Montréal, le 15 février 2008 - L’Association pour une Solidarité
Syndicale Étudiante (ASSÉ) rappelle à la ministre de l’Éducation, du
Loisir et du Sport, Michelle Courchesne, que les frais afférents sont la
marque du sous-financement en éducation, aggravé par son gouvernement.
Quelles que soient les mesures proposées par le gouvernement, ce n’est
pas par une tentative d’encadrement de ces frais que le gouvernement
résoudra la crise du sous-financement. Un réinvestissement massif en
éducation pour atteindre la gratuité scolaire demeure la seule option
viable pour les étudiants et étudiantes. Alors que la FEUQ participe à
la gestion de coupures du gouvernement, l’ASSÉ poursuit sa mobilisation
et se prépare activement en vue de la manifestation nationale du 21
février prochain, à Québec.
Suite à l’annonce de la ministre Courchesne d’encadrer les hausses de
frais afférents des universités québécoises, l’ASSÉ tient à lui rappeler
que ces frais illégitimes marquent le sous-financement en éducation
causé par ce gouvernement et les précédents. « Les frais afférents
montrent à quel point les administrations des cégeps et universités
doivent multiplier les entourloupes pour maintenir des services en
décrépitude. De plus, la plus récente vague de hausse massive des frais
afférents n’est en rien endiguée par la « solution » amenée par la
ministre. » explique Hubert Gendron-Blais, porte-parole de l’ASSÉ.

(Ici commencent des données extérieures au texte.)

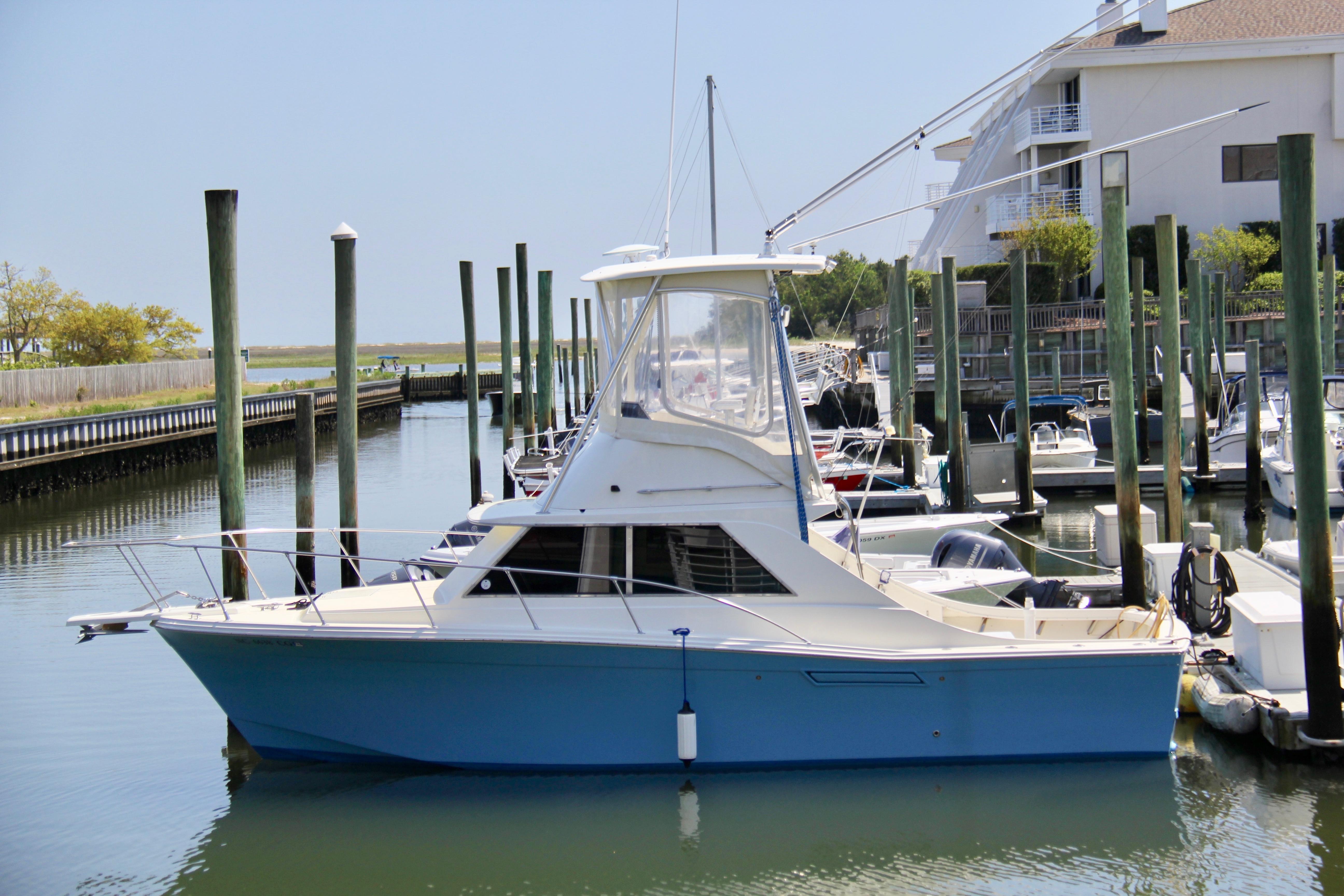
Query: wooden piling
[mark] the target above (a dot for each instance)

Rappelons que durant la dernière année, ces frais ont augmenté de 80 $
(300 $ supplémentaire pour les cycles supérieurs) à l’UQÀM, ainsi que de
280 à 560 $ à l’Université de Montréal, et de 100 $ à l’Université Laval
dès la prochaine session.
Alors que l’ASSÉ revendique l’abolition des frais afférents depuis 2003,
le gouvernement québécois semble réaliser depuis moins d’un an seulement que ces frais viennent restreindre l’accès à l’éducation
post-secondaire. Pour sa part, la Fédération étudiante universitaire du
Québec (FEUQ) se résigne à participer à la gestion de coupures
gouvernementales, réalisant enfin que le « gel » qu’elle disait avoir
obtenu avait ouvert la porte aux bourgeonnements des frais afférents.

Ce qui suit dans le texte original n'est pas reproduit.